Both the stack and the heap can grow during the execution of programs. Since we may not always know how large both can get during execution, it is simpler to just have them share a big block of memory and let them grow towards each other. Then, we only need to make sure they never cross each other, but until that happens, both can grow and shrink however they want.

Memory Layout in RISC-V

:bulb: Why does the stack grow downwards? Because it became a convention at some point that the stack grows downwards and the heap grows upwards. There are some reasons that make it a smart choice, but nowadays it is just a convention in RISC-V.
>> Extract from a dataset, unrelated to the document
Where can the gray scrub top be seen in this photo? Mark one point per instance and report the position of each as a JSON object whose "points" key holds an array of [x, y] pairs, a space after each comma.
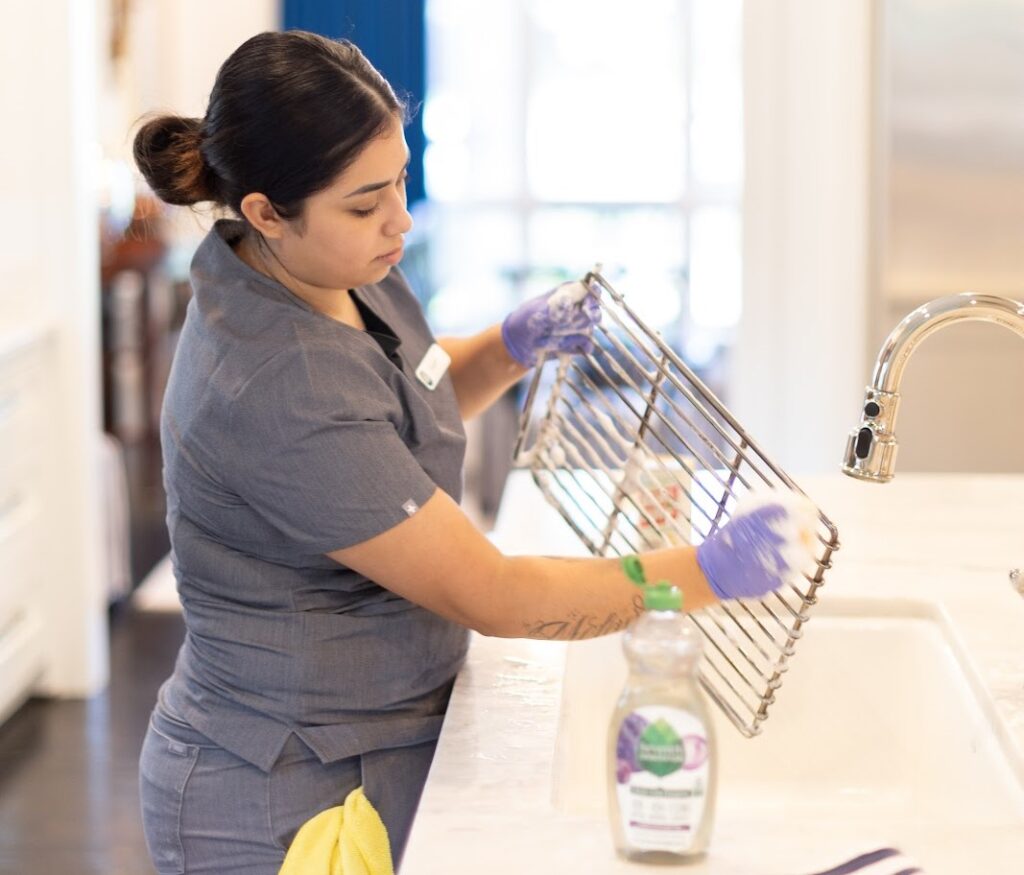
{"points": [[287, 434]]}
Using the stack for function calls

Calling a function means multiple things at once:

  1. We jump to a new address (or label) and expect the code there to execute.
  2. We may want to provide some input to the called function.
  3. We may expect some return values from the called function.
  4. The function is expected to jump back (i.e., return), to the code that originally called it.
  5. Any registers that are marked as caller-save must be saved before the function call and restored afterwards (if we want to preserve their value).
  6. Any registers that are marked as callee-save must remain untouched by the called function.

We have already discussed which registers are callee- and caller-saved. However, we did not discuss how these registers should be saved on the stack or in what order we should save them. The first thing to do when calling a function is to save the caller-saved registers on the stack. Since this procedure logically belongs to the caller function, it does not matter in which order you save the registers as long as you make sure that you restore them in the same order after returning from the function.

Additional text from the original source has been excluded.